Segundo informações do boletim interno da emissora, a estreia de Estrela Fascinante Patrine estaria marcada para 4 de julho de 1994*, quando Kamen Rider Black e Cybercop ainda eram reprisados na Manchete. Mas, segundo informações dos jornais da época, Patrine estreou em 1º de agosto de 1994*, numa segunda-feira. Com isso, esta foi uma das primeiras séries licenciadas pela Tikara Filmes, o então novo nome da Everest Vídeo – junto com Winspector.
“Magia cósmica! Metamorfose!”

Após a chegada do ano novo, Sayuri Nakami (Yuuko Murakami, no original), uma estudante do colegial, recebe a missão do Deus Protetor (Kami-sama) para se tornar Patrine e lutar pela paz de sua pacata cidade, além de dominar a arte dos disfarces (apesar que alguns deles não são tão perfeitos assim, já que se trata de uma comédia). Sayuri não pode revelar sua identidade como Patrine em hipótese alguma, sob a punição de ser transformada num sapo.
Ela é a filha mais velha do jornalista Hayato Nakami (que escreve para a revista semanal Eight) e de sua esposa, a dona de casa Midori (Noriko). Seus irmãos são Hideki (Takuto) e Tomoko (Momoko).
No núcleo infantil da série, Hideki lidera o Clube Patrine (Poitrine Club) e ao seu lado estão seus amigos fiéis Kazuya, Kenji e Makoto (Shinsuke). O intuito do quarteto mirim é “ajudar” a heroína a lutar contra os bandidos mais ridículos que já surgiram na história do tokusatsu.
A mãe de Kazuya é a atrapalhada detetive Ritsuko Honda (interpretada pela veterana Rie Shibata, um rosto bastante conhecido pelos espectadores da franquia Toei Fushigi Comedy Series), que foi salva por Patrine no início da série. Porém, Honda não esconde seu desejo em prender a justiceira mascarada de qualquer jeito, mesmo sem um mandado.
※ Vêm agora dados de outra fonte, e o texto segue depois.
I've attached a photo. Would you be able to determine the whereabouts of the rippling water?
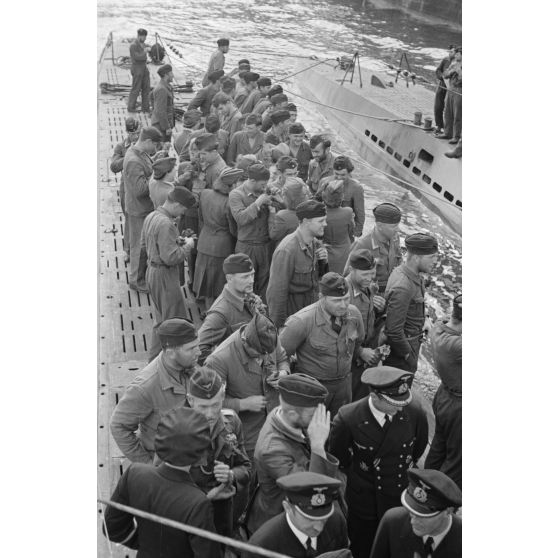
[98,0,461,394]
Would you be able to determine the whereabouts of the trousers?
[128,64,151,112]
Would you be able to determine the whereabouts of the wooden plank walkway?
[97,35,204,558]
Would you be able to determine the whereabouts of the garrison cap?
[244,312,277,355]
[405,233,438,256]
[257,78,271,87]
[223,252,254,275]
[360,366,414,407]
[276,155,298,172]
[269,110,291,126]
[349,248,376,270]
[155,318,198,347]
[295,200,326,221]
[372,202,401,225]
[157,64,172,77]
[126,116,139,132]
[276,471,341,519]
[167,186,196,208]
[153,157,176,180]
[320,271,349,296]
[401,469,461,517]
[248,163,269,180]
[188,366,223,399]
[277,372,328,407]
[155,407,211,467]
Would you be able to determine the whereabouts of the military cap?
[140,126,163,143]
[157,64,172,77]
[223,252,254,275]
[269,90,290,106]
[244,312,277,355]
[372,202,401,225]
[188,366,223,399]
[155,407,211,467]
[289,122,306,134]
[320,271,349,296]
[258,78,271,87]
[153,157,176,180]
[167,186,196,208]
[295,200,326,221]
[349,248,376,270]
[244,72,260,83]
[277,372,328,407]
[360,366,414,407]
[333,155,355,172]
[405,233,438,256]
[277,155,298,172]
[207,70,225,83]
[194,132,219,151]
[126,116,139,132]
[401,469,461,517]
[269,110,291,126]
[276,471,341,519]
[248,163,269,180]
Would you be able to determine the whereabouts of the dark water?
[98,0,461,388]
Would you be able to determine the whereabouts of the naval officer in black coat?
[370,469,462,558]
[242,471,349,558]
[329,366,428,558]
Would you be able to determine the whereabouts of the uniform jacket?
[198,285,253,357]
[329,397,428,519]
[229,183,269,244]
[242,509,349,558]
[317,176,366,236]
[122,145,155,217]
[205,326,289,454]
[370,506,462,558]
[140,207,190,267]
[110,353,194,463]
[227,131,265,166]
[344,227,402,293]
[105,463,222,558]
[385,264,425,364]
[151,80,174,130]
[279,300,364,380]
[430,321,463,396]
[266,228,320,328]
[323,207,355,273]
[197,190,236,258]
[248,407,339,533]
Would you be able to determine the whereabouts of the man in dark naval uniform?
[370,469,462,558]
[242,471,349,558]
[385,233,438,373]
[103,407,222,558]
[186,367,251,537]
[329,366,428,558]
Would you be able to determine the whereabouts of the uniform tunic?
[385,264,425,372]
[323,207,355,274]
[105,463,222,558]
[229,183,271,298]
[194,190,235,298]
[344,227,402,294]
[279,300,364,416]
[141,207,190,358]
[248,407,339,533]
[110,353,191,463]
[329,398,428,558]
[205,326,289,456]
[370,506,463,558]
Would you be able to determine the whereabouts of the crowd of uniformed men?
[105,30,462,558]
Por ser uma série de comédia, o Clube Patrine sempre entra em altas encrencas, e algumas delas graças à impertinente garotinha Reiko Arai, que sempre atrai confusões vindas do além.
Falando em além, a segunda fase da Patrine apresenta o seu vilão fixo: nada menos do que o Diabo do Inferno (Diable). Apesar de atormentar a heroína e os demais personagens regulares da série com a sua chegada, o imperador do inferno (que lembra algo como um boneco de Olinda com capa preta e máscara de prata) quer dominar o universo com a criação de uma arma que só pode ser fabricada no Japão.
É neste momento em que o Deus Protetor convoca Tomoko para se tornar a Pequena Patrine (Poitrine Petite) e ajudar Patrine na luta contra o mal. Tomoko também não pode revelar sua identidade, caso contrário será transformada em uma lagosta.
Alguns rostos conhecidos pelo público de tokusatsu também fizeram participações especiais em Patrine, como Kazuoki Takahashi (Change Griphon em Changeman), o saudoso Jiro Dan (Ultraman Jack em O Regresso de Ultraman) e Ayumi Taguchi (Satie em Kamen Rider Black). Também tinha Shun Ueda (Gasami 2 em Jaspion), que aparecia em alguns episódios como o pai de Kenji.
O fracasso da “Rainha dos Baixinhos” japonesa

Que Patrine fez um grande sucesso na Terra do Sol Nascente é inegável. Mesmo tendo um roteiro bizarro, a série roteirizada por Yoshio Urasawa (que mais tarde escreveria episódios de Carranger, série Super Sentai de 1996 que deu origem a Power Rangers Turbo), com a concepção de Ishinomori, ainda rendeu uma paródia em 2007 intitulada Bishojo Serebu Panchanne, exibida pela TV Tokyo e contando as aventuras de uma socialite que se transforma numa heroína mascarada.
Já no Brasil, o destino foi bem diferente (para não dizer “infeliz”). Patrine foi uma série que destoava bastante do estilo de Jaspion, Changeman e outras séries recentes até então, causando estranheza por boa parte do público brasileiro. Tá certo que havia uma certa aceitação (ora, era mais uma série japonesa na Manchete), mas nem isso foi o suficiente para formar um sucesso comercial.
Patrine é um clássico que passa de qualquer absurdo visto naquela época, mesmo para uma série de comédia.
Como não lembrar do ladrão de fitas de games de Dragon Ball no primeiro episódio? Do cabeleireiro maluco que raspava a cabeça de suas vítimas? Do cientista biruta que queria roubar os poderes da Patrine? Do fantasma de Napoleão Bonaparte com dentes de vampiro? Do empresário que queria comprar uma arma feita por uma criança? Do deus enguia que queria se casar com um filhote de carpa humano? Da motoqueira com um cosplay de quinta categoria do Skyrider? Sayuri se disfarçando de Hitler para (vejam vocês) simplesmente fazer uma breve pesquisa na biblioteca?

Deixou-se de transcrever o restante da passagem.